The `dataJobInfo` aspect captures the core properties of a data job:

- **Name**: Human-readable name of the job (searchable with autocomplete)
- **Description**: Detailed description of what the job does
- **Type**: The type of job (e.g., SQL, Python, Spark, etc.)
- **Flow URN**: Reference to the parent data flow
- **Created/Modified timestamps**: When the job was created or last modified in the source system
- **Environment**: The fabric/environment where the job runs (PROD, DEV, QA, etc.)
- **Custom properties**: Additional key-value properties specific to the source system
- **External references**: Links to external documentation or definitions (e.g., GitHub links)

### Input/Output Lineage (dataJobInputOutput)
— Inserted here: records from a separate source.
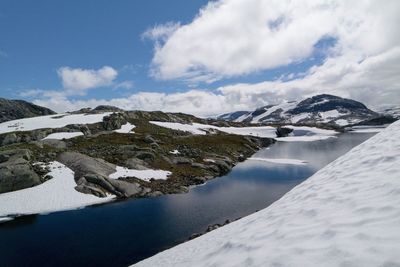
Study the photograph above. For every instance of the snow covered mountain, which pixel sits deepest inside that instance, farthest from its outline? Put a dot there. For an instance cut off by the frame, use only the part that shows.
(346, 214)
(392, 111)
(19, 109)
(326, 109)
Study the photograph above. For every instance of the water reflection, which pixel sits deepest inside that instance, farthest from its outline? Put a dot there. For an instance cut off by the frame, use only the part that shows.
(121, 233)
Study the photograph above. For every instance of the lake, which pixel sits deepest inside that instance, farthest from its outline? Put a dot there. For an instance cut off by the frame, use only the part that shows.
(125, 232)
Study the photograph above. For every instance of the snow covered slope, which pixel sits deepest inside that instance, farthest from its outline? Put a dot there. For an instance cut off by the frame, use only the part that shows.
(55, 194)
(307, 133)
(317, 109)
(51, 121)
(346, 214)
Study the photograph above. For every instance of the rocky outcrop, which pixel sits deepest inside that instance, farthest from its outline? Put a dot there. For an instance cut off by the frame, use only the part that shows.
(283, 131)
(16, 171)
(91, 176)
(113, 121)
(19, 109)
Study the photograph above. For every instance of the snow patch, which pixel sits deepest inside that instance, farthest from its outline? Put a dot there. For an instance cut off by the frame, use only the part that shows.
(63, 135)
(126, 128)
(175, 152)
(50, 121)
(346, 214)
(144, 175)
(312, 133)
(281, 161)
(342, 122)
(55, 194)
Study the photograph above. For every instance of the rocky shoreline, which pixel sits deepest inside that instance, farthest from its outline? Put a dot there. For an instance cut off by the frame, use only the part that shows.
(94, 156)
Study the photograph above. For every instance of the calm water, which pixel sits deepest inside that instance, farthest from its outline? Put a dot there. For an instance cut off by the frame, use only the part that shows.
(122, 233)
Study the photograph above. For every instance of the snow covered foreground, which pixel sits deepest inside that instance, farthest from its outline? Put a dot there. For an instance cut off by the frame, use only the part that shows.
(55, 194)
(59, 193)
(347, 214)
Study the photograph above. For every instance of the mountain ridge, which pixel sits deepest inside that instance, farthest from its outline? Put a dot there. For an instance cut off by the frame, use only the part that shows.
(319, 109)
(19, 109)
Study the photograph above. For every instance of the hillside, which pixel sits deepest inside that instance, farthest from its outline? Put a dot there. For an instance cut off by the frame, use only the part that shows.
(321, 109)
(18, 109)
(346, 214)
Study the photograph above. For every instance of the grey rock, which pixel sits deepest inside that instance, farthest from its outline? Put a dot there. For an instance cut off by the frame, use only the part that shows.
(58, 144)
(144, 155)
(16, 172)
(18, 109)
(135, 163)
(82, 164)
(181, 160)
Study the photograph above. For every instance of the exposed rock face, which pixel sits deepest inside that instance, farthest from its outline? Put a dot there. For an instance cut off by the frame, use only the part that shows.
(91, 175)
(16, 172)
(18, 109)
(283, 131)
(82, 164)
(319, 109)
(113, 121)
(105, 108)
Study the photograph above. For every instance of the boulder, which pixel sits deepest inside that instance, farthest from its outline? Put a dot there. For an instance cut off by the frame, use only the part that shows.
(91, 175)
(16, 172)
(82, 164)
(283, 131)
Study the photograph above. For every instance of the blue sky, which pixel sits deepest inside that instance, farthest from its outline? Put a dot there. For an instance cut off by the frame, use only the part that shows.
(195, 56)
(38, 37)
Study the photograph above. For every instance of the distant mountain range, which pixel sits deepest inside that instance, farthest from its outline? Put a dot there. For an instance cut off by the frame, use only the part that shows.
(319, 109)
(18, 109)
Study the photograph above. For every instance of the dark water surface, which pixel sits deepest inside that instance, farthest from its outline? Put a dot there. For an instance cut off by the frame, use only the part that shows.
(122, 233)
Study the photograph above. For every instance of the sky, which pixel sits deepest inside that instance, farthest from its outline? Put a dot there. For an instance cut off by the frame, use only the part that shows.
(199, 57)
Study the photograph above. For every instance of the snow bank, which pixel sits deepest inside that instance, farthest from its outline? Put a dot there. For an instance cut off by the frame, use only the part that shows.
(51, 121)
(126, 128)
(311, 133)
(63, 135)
(346, 214)
(281, 161)
(145, 175)
(55, 194)
(367, 129)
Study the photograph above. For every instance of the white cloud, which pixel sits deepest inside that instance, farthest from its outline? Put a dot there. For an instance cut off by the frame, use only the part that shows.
(161, 32)
(124, 85)
(235, 37)
(78, 81)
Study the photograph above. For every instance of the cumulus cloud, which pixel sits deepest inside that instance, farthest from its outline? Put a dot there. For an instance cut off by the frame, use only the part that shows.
(78, 81)
(234, 37)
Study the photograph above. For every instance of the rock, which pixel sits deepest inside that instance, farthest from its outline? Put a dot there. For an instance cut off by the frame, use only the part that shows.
(144, 155)
(92, 174)
(18, 109)
(135, 163)
(181, 160)
(283, 131)
(87, 189)
(82, 164)
(10, 138)
(58, 144)
(105, 108)
(113, 121)
(16, 172)
(223, 166)
(149, 139)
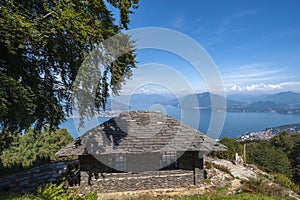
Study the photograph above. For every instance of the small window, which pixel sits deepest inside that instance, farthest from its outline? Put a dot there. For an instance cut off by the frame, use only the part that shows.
(118, 162)
(168, 160)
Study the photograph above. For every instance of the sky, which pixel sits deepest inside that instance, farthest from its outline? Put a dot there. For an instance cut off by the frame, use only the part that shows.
(254, 44)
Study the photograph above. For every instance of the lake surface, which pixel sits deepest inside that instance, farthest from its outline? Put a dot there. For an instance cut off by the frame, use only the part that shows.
(235, 123)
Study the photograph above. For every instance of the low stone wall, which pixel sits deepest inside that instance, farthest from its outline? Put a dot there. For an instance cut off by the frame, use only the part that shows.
(29, 180)
(112, 182)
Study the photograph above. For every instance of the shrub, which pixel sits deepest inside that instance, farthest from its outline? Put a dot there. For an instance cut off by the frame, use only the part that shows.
(58, 192)
(262, 186)
(284, 181)
(222, 168)
(208, 165)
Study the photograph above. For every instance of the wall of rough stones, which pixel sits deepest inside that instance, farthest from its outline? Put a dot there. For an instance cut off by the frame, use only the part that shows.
(140, 181)
(30, 179)
(96, 176)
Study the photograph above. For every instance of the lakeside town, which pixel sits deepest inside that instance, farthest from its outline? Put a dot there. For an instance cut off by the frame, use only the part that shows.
(268, 133)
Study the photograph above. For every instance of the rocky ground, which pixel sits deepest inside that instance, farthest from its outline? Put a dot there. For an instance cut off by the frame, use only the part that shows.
(220, 174)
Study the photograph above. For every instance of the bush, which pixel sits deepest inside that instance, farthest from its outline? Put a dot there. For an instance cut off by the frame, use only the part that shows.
(262, 186)
(208, 165)
(222, 168)
(284, 181)
(58, 192)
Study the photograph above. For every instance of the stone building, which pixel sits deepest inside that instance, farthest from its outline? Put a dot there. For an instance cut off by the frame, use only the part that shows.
(140, 150)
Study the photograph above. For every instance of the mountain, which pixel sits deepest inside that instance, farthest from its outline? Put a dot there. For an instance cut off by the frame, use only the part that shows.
(291, 98)
(203, 101)
(145, 101)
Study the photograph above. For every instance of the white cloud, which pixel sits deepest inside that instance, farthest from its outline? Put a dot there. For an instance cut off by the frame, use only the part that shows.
(262, 87)
(178, 22)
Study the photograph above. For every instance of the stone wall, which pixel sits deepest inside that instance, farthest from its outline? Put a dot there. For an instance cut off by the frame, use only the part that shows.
(28, 180)
(113, 182)
(96, 176)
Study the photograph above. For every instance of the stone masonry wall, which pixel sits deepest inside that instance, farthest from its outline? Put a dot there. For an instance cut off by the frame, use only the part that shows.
(141, 181)
(29, 180)
(96, 176)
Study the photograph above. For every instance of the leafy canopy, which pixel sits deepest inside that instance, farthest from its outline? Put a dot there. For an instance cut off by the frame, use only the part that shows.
(42, 46)
(29, 148)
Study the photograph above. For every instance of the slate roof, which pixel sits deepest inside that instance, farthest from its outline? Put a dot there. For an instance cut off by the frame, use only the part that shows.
(140, 132)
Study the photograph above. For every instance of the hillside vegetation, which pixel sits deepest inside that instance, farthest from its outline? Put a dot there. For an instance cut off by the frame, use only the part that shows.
(31, 147)
(279, 155)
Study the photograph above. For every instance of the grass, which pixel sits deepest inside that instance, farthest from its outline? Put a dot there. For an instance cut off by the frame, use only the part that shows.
(222, 168)
(206, 196)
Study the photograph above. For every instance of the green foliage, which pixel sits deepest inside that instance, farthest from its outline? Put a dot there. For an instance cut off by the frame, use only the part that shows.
(208, 165)
(42, 46)
(272, 159)
(52, 192)
(31, 147)
(284, 181)
(264, 187)
(216, 196)
(232, 147)
(222, 168)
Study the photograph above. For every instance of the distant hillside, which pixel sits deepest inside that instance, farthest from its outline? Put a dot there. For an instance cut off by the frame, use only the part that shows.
(284, 103)
(203, 101)
(290, 98)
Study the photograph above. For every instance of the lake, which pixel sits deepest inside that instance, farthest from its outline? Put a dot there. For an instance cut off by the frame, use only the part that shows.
(235, 123)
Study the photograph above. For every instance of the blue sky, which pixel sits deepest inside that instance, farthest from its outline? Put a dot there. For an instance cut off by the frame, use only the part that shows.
(255, 44)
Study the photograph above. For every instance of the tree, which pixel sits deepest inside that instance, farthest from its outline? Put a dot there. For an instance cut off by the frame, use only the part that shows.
(30, 147)
(263, 154)
(232, 147)
(42, 46)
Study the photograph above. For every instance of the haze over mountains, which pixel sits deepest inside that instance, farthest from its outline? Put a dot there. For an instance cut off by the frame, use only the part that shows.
(283, 102)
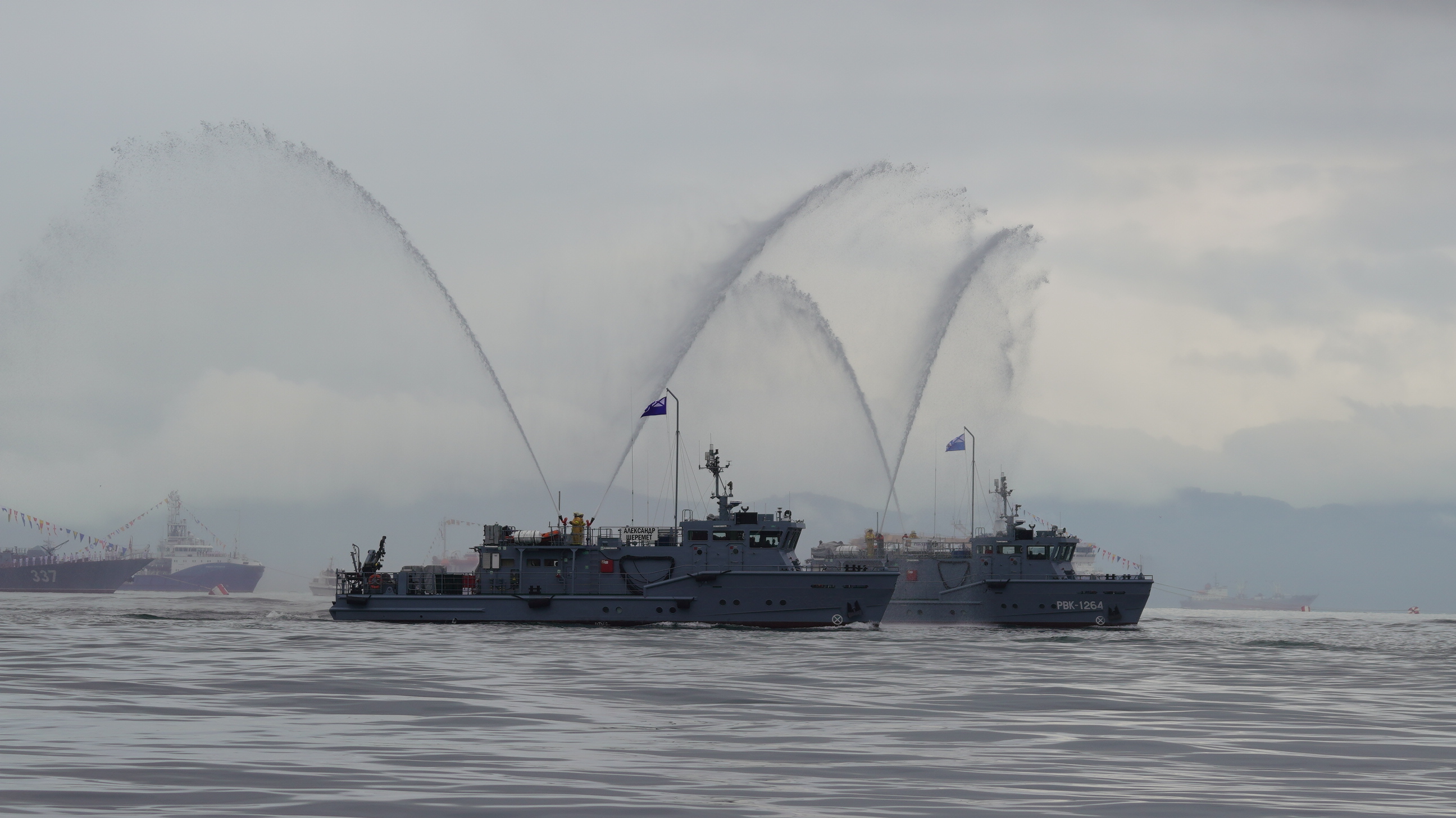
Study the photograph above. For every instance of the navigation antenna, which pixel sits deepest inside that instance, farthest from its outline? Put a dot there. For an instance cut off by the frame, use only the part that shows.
(1008, 510)
(715, 466)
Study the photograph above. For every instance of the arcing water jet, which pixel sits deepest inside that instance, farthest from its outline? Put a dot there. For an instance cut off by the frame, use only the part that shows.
(803, 307)
(953, 292)
(726, 272)
(305, 153)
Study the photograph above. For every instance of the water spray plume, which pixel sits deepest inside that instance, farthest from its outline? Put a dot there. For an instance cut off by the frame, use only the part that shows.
(308, 154)
(951, 294)
(726, 274)
(229, 146)
(803, 307)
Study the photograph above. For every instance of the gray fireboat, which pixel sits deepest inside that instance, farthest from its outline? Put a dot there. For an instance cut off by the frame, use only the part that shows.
(736, 567)
(1014, 575)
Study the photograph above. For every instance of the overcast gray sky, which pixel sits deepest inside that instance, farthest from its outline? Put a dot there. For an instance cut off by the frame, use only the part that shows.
(1244, 279)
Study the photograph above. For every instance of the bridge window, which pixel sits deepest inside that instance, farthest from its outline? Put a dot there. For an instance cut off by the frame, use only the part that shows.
(763, 539)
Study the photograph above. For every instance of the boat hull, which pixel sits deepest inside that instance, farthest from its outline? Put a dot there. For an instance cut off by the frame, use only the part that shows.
(768, 599)
(1024, 602)
(235, 577)
(79, 577)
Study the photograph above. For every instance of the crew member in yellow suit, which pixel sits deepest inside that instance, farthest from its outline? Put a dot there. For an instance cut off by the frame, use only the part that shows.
(579, 526)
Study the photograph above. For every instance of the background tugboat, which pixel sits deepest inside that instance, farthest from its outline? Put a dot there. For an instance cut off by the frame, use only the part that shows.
(325, 583)
(734, 568)
(1014, 575)
(188, 563)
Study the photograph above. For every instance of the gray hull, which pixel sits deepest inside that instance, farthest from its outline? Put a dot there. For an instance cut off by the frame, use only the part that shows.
(1029, 602)
(69, 577)
(756, 599)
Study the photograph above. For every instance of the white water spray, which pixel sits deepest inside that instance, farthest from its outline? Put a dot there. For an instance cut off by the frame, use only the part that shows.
(303, 153)
(729, 271)
(1004, 242)
(804, 309)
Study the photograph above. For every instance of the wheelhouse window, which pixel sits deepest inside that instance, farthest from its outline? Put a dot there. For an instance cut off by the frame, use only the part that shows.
(763, 539)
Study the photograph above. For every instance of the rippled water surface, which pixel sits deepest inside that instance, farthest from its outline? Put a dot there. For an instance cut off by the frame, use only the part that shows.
(260, 705)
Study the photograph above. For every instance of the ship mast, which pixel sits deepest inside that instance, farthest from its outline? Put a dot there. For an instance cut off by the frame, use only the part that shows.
(717, 467)
(1008, 514)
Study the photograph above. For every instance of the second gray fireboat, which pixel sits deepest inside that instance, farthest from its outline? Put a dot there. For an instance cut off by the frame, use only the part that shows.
(737, 567)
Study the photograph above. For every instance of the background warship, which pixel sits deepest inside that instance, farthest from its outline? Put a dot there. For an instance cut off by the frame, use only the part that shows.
(1014, 575)
(736, 567)
(43, 570)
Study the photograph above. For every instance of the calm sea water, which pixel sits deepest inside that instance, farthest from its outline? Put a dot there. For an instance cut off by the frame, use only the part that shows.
(258, 705)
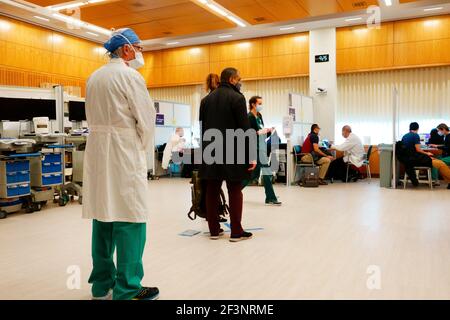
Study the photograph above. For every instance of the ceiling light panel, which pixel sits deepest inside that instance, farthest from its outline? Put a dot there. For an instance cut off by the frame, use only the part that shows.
(216, 8)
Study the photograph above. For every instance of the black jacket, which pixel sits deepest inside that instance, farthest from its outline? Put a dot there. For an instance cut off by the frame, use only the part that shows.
(224, 108)
(411, 158)
(446, 148)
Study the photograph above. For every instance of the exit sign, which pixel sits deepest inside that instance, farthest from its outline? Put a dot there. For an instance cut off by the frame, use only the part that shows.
(322, 58)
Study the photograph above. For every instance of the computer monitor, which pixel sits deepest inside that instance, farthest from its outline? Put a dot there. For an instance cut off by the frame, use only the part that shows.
(424, 137)
(17, 109)
(77, 111)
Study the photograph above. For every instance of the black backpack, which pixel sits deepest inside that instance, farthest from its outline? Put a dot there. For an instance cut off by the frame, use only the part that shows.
(198, 208)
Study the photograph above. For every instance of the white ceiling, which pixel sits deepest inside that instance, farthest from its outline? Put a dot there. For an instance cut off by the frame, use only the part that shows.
(27, 11)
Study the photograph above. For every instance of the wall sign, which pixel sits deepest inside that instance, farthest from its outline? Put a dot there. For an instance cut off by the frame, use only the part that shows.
(322, 58)
(159, 119)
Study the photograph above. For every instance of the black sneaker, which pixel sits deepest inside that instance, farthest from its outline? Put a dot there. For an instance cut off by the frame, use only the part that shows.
(221, 233)
(147, 294)
(243, 236)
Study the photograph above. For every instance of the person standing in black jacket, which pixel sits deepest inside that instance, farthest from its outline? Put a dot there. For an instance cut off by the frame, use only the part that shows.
(257, 124)
(443, 132)
(222, 111)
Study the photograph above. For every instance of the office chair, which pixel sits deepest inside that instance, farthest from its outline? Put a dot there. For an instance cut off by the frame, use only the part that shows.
(428, 181)
(298, 160)
(366, 163)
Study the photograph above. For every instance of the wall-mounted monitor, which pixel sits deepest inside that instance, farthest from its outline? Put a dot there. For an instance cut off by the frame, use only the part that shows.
(77, 111)
(17, 109)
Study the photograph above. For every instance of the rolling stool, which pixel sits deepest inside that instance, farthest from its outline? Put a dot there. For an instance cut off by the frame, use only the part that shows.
(429, 180)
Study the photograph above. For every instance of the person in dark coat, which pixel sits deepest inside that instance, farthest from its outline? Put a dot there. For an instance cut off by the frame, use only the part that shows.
(257, 124)
(222, 110)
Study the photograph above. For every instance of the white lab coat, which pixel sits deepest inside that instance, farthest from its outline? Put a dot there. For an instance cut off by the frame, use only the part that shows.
(353, 150)
(121, 119)
(175, 144)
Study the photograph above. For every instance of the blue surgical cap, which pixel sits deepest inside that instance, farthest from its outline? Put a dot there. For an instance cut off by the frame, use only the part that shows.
(119, 38)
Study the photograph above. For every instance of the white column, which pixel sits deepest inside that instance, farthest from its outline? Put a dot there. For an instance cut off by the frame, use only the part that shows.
(323, 75)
The `dataJobInputOutput` aspect defines the data lineage relationships for the job:

- **Input datasets**: Datasets consumed by the job during processing (via `inputDatasetEdges`)
- **Output datasets**: Datasets produced by the job (via `outputDatasetEdges`)
- **Input data jobs**: Other data jobs that this job depends on (via `inputDatajobEdges`)
- **Input dataset fields**: Specific schema fields consumed from input datasets
- **Output dataset fields**: Specific schema fields produced in output datasets
- **Fine-grained lineage**: Column-level lineage mappings showing which upstream fields contribute to downstream fields

This aspect establishes the critical relationships that enable DataHub to build and visualize data lineage graphs across your entire data ecosystem.

### Editable Properties (editableDataJobProperties)

The `editableDataJobProperties` aspect stores documentation edits made through the DataHub UI:

- **Description**: User-edited documentation that complements or overrides the ingested description
- **Change audit stamps**: Tracks who made edits and when

This separation ensures that manual edits in the UI are preserved and not overwritten by ingestion pipelines.

### Ownership

Like other entities, data jobs support ownership through the `ownership` aspect. Owners can be users or groups with various ownership types (DATAOWNER, PRODUCER, DEVELOPER, etc.). This helps identify who is responsible for maintaining and troubleshooting the job.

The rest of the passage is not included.